La cifra della fiaba poi è rinforzata da un altro aspetto molto evocativo, legato al tema della pedofilia: in questo film non ci sono genitori. Il cherubino non sembra avere nessuno che gli dice che non si accettano caramelle dagli sconosciuti, Robin ha un padre che non si vede, ma che sappiamo che la usa sessualmente e poi la lascia andare in giro sola nel bosco, fin troppo facile vittima di un predatore sessuale. E dove erano i genitori di Vicky quando i suoi fratelli “si approfittavano” di lei e dove sono i genitori di Walter che non compaiono mai, nemmeno negli scambi con il terapista? Perfino il sergente Lucas parla di una bambina rapita dalla sua stanza mentre la madre guardava la televisione a un volume così alto da non rendersi conto che un estraneo era entrato e si era portato via la figlia. Forse la regista vuole denunciare un aspetto socialmente rilevante, oltre che psicologicamente pregnante, che è il rischio che corrono i bambini se manca una mente che li pensi e che pensi a garantire la loro sicurezza.
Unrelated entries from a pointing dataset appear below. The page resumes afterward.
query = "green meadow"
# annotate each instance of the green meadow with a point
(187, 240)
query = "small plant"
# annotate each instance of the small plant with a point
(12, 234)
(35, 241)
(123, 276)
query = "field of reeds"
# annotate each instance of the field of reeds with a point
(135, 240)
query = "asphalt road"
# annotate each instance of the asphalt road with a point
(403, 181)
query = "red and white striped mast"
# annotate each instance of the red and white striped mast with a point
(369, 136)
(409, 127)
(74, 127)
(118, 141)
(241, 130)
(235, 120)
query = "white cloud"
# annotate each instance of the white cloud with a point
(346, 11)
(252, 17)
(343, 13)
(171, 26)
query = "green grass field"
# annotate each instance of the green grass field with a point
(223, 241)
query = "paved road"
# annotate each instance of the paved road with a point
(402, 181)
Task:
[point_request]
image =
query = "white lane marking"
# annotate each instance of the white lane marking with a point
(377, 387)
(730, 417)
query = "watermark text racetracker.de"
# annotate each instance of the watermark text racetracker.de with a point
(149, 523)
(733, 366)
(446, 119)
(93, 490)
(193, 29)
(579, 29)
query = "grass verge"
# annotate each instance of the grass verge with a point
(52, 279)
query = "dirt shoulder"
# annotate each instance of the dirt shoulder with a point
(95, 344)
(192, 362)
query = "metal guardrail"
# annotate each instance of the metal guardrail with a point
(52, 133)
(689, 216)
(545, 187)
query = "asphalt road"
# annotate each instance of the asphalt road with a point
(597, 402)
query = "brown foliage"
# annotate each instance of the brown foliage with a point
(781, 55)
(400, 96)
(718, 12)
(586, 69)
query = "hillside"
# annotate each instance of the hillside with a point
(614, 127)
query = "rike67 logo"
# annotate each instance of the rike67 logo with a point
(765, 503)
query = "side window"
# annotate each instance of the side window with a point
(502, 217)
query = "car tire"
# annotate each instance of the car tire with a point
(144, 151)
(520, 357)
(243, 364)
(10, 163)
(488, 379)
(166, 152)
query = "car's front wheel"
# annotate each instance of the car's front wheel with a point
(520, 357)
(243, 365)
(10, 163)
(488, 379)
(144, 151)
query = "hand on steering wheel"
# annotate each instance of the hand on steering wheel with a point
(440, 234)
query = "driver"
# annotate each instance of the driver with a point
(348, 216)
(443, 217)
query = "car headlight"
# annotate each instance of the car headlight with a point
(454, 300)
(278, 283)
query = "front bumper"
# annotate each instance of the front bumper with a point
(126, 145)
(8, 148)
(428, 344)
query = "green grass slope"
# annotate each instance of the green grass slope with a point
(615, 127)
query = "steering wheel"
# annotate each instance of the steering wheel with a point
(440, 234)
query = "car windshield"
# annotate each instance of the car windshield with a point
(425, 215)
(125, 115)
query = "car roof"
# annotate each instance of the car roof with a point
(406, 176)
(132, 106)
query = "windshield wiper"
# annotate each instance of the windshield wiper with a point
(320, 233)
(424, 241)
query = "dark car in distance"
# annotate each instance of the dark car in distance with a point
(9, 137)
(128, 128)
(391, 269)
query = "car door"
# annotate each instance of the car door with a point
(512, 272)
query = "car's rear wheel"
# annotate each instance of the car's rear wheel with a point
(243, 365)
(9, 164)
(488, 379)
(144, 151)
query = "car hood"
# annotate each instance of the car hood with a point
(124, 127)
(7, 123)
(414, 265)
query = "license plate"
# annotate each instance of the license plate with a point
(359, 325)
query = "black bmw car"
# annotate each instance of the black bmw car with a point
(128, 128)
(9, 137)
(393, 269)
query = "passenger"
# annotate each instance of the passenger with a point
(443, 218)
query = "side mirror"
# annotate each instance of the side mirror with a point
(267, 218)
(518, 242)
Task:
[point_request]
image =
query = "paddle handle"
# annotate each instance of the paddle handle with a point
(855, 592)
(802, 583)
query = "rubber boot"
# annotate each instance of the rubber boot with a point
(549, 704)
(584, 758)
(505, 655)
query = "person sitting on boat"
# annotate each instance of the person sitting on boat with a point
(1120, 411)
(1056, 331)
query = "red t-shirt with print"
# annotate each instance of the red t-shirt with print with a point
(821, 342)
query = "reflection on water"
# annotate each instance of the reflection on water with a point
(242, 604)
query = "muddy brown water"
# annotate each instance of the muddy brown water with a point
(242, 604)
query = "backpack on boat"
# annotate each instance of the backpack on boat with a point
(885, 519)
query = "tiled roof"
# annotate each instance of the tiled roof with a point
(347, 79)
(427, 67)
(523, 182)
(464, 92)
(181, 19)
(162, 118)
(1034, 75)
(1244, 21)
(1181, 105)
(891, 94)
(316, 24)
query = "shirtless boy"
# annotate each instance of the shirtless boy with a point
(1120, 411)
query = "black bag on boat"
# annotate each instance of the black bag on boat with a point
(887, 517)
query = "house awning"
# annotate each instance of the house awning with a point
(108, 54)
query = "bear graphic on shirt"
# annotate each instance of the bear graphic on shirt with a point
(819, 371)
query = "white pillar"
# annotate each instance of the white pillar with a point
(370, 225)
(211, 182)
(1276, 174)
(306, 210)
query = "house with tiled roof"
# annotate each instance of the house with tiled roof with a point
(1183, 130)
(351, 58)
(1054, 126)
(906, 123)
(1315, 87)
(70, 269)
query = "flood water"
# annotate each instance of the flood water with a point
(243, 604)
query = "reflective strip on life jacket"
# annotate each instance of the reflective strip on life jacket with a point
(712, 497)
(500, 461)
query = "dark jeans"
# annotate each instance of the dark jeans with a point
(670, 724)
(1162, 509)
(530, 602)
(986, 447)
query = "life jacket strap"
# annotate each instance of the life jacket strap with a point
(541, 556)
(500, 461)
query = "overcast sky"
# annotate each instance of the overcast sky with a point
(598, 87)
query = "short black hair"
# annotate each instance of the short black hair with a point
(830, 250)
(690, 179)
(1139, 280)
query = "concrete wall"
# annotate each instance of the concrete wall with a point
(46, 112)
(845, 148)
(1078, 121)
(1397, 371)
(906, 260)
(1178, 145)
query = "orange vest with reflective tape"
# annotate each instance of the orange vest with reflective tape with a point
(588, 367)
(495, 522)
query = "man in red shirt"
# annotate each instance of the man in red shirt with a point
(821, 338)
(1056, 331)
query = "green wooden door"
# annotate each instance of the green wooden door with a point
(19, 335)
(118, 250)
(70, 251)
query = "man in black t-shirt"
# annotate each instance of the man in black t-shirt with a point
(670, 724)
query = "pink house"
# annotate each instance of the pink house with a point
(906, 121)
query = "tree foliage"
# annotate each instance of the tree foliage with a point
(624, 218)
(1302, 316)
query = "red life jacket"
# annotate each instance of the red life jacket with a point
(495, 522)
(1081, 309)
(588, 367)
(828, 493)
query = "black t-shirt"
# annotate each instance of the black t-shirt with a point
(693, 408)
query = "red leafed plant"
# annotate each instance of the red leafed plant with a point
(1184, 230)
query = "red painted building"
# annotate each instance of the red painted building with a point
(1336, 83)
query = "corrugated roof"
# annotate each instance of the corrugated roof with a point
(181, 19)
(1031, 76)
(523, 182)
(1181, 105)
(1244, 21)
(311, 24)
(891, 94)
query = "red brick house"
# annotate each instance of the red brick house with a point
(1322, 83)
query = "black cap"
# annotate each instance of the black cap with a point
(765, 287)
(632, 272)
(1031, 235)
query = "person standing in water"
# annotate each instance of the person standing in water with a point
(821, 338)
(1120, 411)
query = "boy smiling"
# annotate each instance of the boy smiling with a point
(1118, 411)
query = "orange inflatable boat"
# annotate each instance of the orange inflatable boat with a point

Questo film parla anche di incontri, e di come gli incontri possano essere molto diversi fra loro e di come possano svolgere funzioni differenti nella vita delle persone. Si potrebbe dire che ci sono degli incontri che potremmo definire trasformativi, quegli incontri che hanno in sé il potere creativo di cambiare il corso delle cose, che attraversano la vita dei personaggi lasciandoli diversi (l’incontro di Walter con Vicky, con Robin, con il Sergente Lucas) ci sono degli incontri che, al contrario, non contengono alcun fattore trasformativo, ma che anzi si caratterizzano per la coattività ripetitiva, per la messa in scena del sempre uguale ( l’incontro di Walter con le bambine, del Caramellaio con il cherubino, di Walter con Mary Kay e i colleghi).

E il film sembra dirci che certi incontri, certe relazioni possono “curare”: forse in questo caso non tanto la relazione terapeutica, che nel film appare un po’ scadente, un po’ troppo meccanica, a tratti comportamentista, a tratti una caricatura psicoanalitica poco convincente che non convince Walter, ma la relazione amorosa con Vicky che “vede qualcosa di buono in lui”, la relazione con il sergente Lucas che mette dentro di lui tutta la disperazione rabbiosa di chi non può salvare i bambini e la relazione con Robin, che evoca in diretta un potente movimento empatico di Walter con la sofferenza di una ragazzina costretta a subire le molestie del padre.

Troppo facile?

Si potrebbe obiettare che forse Walter non è proprio il prototipo del pedofilo: la pulsione pedofila è in lui ego-distonica (“quando sarò normale?”) e non pensa affatto che un bambino sia un partner adeguato, tanto che a Vicky, che lo vorrebbe rassicurare ripetendo che lei non si scandalizza, dice con rabbia “Invece ti dovresti scandalizzare”; si potrebbe forse anche obiettare, come fa il sergente Lucas, che in realtà “non ci sono cacciatori in questa merda di mondo” o che ci sono troppi lupi, ma in fondo questo è il bello del cinema, che talvolta, come le fiabe, ha il potere di farci sognare un lieto fine.